Por estas razones, la llegada de la Gran Cuaresma parece ser como un movimiento de purificación y abstención, o sea dejar de ser egoísta. La Cuaresma se presenta como un movimiento de purificación adoptando la perspectiva del “hombre nuevo”, liberándose del “hombre viejo”, como movimiento cuya orientación es distinta, y esto es el arrepentimiento.
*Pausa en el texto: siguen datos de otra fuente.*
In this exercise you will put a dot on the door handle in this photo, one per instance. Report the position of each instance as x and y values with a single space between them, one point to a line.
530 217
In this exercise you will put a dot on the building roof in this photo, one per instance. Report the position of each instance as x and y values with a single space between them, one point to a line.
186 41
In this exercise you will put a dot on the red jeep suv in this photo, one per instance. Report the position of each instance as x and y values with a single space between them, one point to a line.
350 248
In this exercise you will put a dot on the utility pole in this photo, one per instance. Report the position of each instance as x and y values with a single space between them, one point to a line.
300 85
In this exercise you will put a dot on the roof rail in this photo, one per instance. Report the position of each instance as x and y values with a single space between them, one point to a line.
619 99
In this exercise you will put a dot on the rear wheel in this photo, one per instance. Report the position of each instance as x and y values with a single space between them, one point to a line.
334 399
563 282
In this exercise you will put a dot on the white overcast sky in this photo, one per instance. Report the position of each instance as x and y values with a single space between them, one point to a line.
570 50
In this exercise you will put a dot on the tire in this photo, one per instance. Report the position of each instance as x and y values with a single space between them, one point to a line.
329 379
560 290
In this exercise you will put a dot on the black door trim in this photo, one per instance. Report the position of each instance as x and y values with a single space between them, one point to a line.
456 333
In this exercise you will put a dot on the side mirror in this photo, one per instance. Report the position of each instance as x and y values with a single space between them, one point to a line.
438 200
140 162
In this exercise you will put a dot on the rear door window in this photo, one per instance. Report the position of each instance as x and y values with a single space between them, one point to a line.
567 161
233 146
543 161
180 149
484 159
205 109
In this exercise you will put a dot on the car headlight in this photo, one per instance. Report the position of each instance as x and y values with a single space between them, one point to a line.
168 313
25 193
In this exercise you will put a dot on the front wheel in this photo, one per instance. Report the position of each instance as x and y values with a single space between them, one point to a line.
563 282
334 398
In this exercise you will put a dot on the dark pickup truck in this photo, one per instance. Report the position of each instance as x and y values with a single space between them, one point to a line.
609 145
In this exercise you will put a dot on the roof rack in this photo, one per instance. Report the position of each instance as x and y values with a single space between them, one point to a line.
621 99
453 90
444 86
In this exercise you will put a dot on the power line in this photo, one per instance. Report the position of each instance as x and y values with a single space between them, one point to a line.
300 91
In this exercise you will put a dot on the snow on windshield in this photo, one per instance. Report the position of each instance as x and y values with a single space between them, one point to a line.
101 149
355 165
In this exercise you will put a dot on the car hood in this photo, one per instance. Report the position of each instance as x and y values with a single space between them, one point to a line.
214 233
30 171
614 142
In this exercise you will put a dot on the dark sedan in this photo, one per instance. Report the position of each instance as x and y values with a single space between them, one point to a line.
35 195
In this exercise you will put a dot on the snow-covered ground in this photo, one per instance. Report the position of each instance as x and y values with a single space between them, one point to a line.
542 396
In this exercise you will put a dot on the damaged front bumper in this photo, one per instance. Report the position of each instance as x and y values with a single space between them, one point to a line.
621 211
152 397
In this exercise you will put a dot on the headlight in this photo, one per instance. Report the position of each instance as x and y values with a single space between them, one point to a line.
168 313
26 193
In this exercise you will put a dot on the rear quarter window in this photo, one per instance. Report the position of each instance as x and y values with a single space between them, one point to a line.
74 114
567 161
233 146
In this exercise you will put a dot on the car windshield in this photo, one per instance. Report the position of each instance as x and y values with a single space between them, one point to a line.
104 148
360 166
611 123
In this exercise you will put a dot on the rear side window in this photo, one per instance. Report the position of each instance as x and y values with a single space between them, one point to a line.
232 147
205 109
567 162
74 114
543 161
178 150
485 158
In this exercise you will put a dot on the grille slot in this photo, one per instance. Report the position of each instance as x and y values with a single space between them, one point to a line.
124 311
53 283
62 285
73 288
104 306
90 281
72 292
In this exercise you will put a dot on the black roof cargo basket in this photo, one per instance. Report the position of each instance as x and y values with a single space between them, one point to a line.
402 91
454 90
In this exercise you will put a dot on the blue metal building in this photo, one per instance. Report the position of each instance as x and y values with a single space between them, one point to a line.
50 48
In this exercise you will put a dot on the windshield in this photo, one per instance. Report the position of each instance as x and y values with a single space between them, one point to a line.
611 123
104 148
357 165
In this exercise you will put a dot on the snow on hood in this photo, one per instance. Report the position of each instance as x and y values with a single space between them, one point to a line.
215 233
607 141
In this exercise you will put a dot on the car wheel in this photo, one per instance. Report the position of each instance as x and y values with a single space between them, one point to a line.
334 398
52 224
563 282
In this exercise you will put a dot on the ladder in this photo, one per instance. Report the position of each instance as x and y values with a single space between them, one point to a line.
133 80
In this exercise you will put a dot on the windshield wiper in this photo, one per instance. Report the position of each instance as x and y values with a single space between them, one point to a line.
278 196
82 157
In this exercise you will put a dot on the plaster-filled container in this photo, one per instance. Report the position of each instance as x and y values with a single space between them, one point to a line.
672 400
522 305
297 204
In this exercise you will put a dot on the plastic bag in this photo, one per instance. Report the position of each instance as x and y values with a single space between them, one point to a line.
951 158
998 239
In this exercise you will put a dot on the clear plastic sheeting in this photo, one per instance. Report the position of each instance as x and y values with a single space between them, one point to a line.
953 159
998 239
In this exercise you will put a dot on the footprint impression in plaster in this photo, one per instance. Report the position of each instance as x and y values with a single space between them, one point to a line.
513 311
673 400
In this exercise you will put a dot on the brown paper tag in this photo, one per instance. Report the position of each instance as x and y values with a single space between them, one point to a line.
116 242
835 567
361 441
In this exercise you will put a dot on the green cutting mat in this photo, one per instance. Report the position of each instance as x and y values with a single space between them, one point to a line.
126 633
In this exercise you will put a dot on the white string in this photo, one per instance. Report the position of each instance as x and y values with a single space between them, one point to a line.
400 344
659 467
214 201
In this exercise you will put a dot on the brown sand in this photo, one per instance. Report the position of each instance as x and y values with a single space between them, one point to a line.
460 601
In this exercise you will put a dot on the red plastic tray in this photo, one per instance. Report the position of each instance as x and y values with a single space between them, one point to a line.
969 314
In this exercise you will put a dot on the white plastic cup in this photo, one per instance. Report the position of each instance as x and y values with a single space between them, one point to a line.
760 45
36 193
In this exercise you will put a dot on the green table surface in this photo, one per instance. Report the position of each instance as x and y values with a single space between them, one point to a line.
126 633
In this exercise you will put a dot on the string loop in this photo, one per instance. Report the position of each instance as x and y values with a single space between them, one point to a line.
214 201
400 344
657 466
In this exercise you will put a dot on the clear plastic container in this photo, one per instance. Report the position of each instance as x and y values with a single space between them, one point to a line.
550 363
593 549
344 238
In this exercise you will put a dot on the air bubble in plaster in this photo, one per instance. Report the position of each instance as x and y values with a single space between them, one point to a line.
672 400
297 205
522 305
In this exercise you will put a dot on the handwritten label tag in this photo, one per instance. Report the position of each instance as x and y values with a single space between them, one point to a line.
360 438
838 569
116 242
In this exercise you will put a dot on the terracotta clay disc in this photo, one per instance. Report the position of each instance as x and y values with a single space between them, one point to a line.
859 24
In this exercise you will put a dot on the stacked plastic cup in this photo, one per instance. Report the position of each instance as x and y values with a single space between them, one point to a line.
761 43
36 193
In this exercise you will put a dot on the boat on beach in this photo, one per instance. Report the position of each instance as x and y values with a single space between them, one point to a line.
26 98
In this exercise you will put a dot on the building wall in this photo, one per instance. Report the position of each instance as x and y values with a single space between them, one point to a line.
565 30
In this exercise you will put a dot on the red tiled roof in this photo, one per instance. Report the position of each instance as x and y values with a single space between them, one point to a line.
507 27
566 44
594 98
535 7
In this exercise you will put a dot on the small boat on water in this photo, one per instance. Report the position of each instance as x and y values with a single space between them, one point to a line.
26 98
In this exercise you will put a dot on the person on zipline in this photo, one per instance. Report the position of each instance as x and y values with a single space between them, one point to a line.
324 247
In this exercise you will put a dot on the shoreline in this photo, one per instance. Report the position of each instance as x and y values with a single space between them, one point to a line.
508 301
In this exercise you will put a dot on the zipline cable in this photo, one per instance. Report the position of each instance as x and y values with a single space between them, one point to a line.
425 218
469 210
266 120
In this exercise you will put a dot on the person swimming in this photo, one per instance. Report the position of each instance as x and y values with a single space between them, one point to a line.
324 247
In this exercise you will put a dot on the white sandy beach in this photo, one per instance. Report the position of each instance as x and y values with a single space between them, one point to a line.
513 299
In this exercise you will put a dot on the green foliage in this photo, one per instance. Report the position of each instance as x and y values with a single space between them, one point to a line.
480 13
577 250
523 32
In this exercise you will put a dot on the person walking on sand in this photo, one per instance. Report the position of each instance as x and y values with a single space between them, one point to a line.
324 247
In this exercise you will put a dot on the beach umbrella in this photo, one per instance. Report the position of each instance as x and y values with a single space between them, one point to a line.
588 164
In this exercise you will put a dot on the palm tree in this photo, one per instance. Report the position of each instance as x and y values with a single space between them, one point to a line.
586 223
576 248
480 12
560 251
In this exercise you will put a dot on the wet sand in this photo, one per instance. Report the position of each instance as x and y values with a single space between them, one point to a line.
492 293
Así, nos damos cuenta de qué manera la Gran Cuaresma está asociada con “actos de misericordia”, que se expresan de distintas formas. El ayuno ha sido instituido para que aprendamos a amar. El ayuno es una herramienta que hace crecer en nosotros el tomar conciencia de los demás, compadecer con ellos, reconocer sus derechos y su existencia. La meta del ayuno es que el prójimo se vuelva existente en mis ojos, no ignorado, sino agradable. El ayuno es el retorno al verdadero paraíso. El ser humano egoísta ve su paraíso en el interés propio, mientras que el ayuno hace que el servicio del prójimo sea, para el que ama, su vida y su paraíso.
En el ayuno abandonamos los placeres, pues son engañosos; nos distanciamos del interés propio, pues dañan; aprendemos a hacer un “acto de amor”, nos liberamos del dominio de las pasiones. Así el ayuno nos conduce a hacer los actos de compasión y nos enseña el "acto de amor".
Y como dice el oficio de este domingo: "Oh Juez compasivo y justo, cuando Te sientas a condenar a la gente, hazme digno de escuchar la voz que clama: Vengan (benditos de mi Padre)". Amén.